OzFish create oxygen refuges for fish along the Lower Darling River

UPDATE: As the Murray Darling River fish crisis has continued to unfold, OzFish Unlimited volunteers have been hard at work with the successful installation of five large aerators into the Lower Darling River. 

With thanks to a group of passionate and like-minded rec fishers, the OzFish Sunraysia Chapter have stepped up to the mark, creating oxygen refuges for native fish along the Lower Darling River.

As Australia rallied behind them in their cause to help save stressed native fish, donations secured though BCF – Boating Camping Fishing, Solair Group and Murray Cod Australia as well as money collected via a GoFundMe page, enabled the purchase of 5 large scale aerators to be positioned strategically along the Lower Darling River.

 

 

OzFish Founder and CEO Craig Copeland said “It’s a great feeling when passionate locals see a problem in their community, rally together and take positive action. Installing one aerator into a river is a huge task, let alone five. Everyone should be very proud of their efforts”

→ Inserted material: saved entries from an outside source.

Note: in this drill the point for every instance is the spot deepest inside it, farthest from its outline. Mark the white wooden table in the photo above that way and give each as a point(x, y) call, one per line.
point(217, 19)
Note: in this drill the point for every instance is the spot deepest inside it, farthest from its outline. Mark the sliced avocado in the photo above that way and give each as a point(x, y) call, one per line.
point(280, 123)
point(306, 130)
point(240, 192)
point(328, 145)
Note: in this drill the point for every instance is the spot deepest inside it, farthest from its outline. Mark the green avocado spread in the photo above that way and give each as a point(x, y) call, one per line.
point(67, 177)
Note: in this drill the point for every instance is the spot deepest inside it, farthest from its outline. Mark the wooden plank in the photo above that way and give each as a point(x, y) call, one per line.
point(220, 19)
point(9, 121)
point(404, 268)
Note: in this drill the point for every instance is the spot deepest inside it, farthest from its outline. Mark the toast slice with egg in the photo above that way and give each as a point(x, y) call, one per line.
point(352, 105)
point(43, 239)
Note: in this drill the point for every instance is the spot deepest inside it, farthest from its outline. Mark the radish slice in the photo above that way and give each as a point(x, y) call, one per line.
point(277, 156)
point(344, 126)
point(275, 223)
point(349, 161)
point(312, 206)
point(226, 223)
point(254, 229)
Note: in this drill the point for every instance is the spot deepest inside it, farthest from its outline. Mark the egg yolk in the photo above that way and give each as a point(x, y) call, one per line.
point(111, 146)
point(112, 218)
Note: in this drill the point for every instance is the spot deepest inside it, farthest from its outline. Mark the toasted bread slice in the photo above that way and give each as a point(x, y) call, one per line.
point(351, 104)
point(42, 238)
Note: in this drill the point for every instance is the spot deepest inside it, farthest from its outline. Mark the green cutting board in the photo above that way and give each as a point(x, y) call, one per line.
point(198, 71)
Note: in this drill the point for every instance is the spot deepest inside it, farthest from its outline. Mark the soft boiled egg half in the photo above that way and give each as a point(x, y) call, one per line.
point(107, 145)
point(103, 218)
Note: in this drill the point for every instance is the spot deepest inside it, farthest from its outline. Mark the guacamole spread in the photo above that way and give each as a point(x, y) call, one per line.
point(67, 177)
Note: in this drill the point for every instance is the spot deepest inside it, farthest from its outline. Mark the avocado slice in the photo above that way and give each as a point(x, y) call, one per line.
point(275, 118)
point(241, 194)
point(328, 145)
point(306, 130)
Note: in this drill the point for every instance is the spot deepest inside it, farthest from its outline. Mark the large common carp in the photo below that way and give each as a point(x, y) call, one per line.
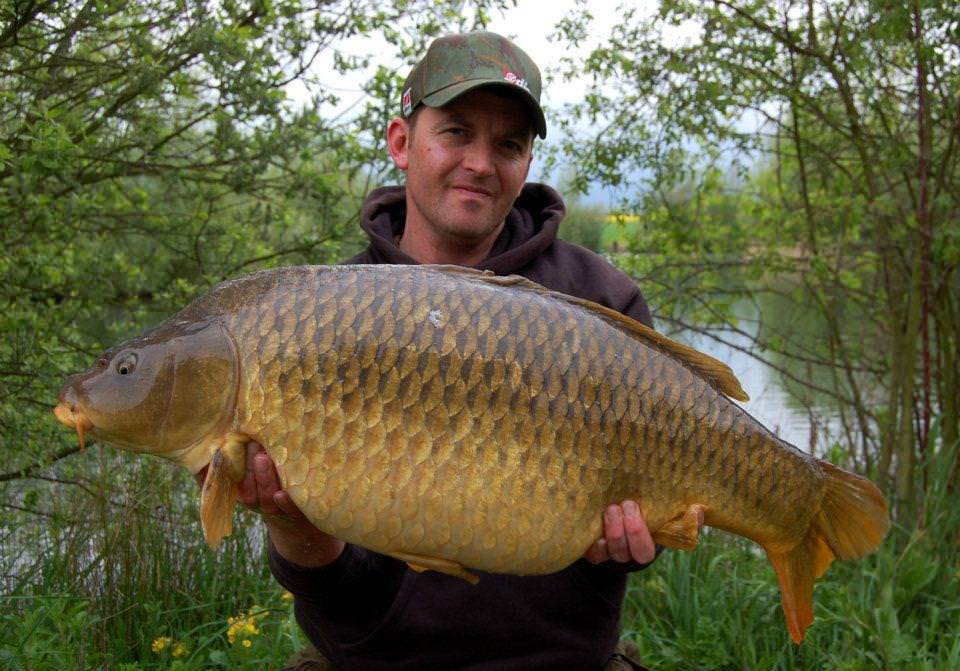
point(457, 420)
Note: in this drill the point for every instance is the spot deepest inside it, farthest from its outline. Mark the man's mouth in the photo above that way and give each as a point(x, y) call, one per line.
point(476, 190)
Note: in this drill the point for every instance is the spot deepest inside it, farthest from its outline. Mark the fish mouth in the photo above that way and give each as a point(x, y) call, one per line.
point(69, 416)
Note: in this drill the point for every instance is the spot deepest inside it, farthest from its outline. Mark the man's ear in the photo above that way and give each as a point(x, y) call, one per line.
point(398, 141)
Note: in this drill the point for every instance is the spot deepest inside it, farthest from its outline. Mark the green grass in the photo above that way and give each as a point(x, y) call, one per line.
point(117, 576)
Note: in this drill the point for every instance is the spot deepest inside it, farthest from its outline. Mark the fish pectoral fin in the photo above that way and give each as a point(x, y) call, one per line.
point(683, 531)
point(221, 488)
point(420, 563)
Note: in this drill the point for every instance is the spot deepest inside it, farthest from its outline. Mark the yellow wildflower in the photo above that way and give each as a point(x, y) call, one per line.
point(160, 644)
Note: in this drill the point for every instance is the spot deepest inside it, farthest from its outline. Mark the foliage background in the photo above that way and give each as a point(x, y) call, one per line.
point(790, 176)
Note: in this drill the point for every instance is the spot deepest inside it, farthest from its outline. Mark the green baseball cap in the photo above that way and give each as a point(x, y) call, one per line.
point(455, 64)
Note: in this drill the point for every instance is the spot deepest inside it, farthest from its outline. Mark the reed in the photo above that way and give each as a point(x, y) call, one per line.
point(116, 576)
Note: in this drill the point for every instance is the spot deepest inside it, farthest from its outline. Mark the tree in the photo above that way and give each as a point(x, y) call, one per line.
point(851, 109)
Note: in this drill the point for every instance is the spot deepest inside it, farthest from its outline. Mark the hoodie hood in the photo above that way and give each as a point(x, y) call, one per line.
point(531, 227)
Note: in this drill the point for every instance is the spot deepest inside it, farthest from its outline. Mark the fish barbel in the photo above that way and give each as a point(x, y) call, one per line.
point(456, 420)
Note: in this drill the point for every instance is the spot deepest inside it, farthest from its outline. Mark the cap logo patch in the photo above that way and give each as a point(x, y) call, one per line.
point(514, 79)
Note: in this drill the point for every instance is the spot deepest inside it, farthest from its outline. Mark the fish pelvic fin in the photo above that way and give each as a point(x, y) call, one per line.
point(681, 532)
point(421, 563)
point(221, 489)
point(851, 522)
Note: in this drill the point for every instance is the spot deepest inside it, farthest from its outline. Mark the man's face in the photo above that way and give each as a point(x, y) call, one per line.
point(465, 165)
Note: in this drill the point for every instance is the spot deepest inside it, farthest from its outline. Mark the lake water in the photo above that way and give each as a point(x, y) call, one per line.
point(769, 402)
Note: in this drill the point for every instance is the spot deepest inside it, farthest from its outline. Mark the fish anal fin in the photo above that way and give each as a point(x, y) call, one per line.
point(796, 570)
point(683, 531)
point(421, 563)
point(221, 488)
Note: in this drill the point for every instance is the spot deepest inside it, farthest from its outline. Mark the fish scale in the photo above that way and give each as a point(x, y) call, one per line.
point(457, 419)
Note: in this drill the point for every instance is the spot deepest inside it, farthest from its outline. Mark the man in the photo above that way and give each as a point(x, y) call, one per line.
point(470, 110)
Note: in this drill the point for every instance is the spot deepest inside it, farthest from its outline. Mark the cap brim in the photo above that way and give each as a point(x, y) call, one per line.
point(450, 93)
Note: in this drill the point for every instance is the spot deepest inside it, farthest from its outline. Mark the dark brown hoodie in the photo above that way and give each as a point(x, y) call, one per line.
point(368, 612)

Leading the charge of this work has been OzFish Sunraysia Chapter President Braeden Lampard. Braeden said “I believe it’s going to be a very, very harsh summer for the native fish that are left, and I truly believe that they don’t need any extra stress”

“With the backing of OzFish Unlimited, volunteers from the Sunraysia Chapter have been putting in a large amount of effort to save as many fish as possible. Thank you to everyone who has donated on our GoFundMe page particularly to Solair Group, BCF and Murray Cod Australia for their support.”


 

How can you help?

You can support us in our continued work to protect and restore fish populations across the Lower Darling River and across Australia by donating via ozfish.org.au or in store at your local BCF store,  via our Give Back to Habitat initiative. 


More Information

What are we doing? Sunraysia Ozfish members have consulted with NSW DPI Fisheries and the aerators are being placed strategically within identified weir pools of the Lower Darling River and pumping air to add oxygen and moving water to restrict algal growth. OzFish acknowledges that placing the large aerators is a rescue attempt and is not a long-term solution, however placing the large aerators within the Darling River would help counteract areas of low oxygen levels and therefore potentially decrease the likelihood of fish kills in these areas.

Is this the solution? Placing aerators is not a long-term solution and it is important to acknowledge that a solution must be found to maintain base flows in the Darling River to prevent these events from occurring again and diminishing our valuable fisheries.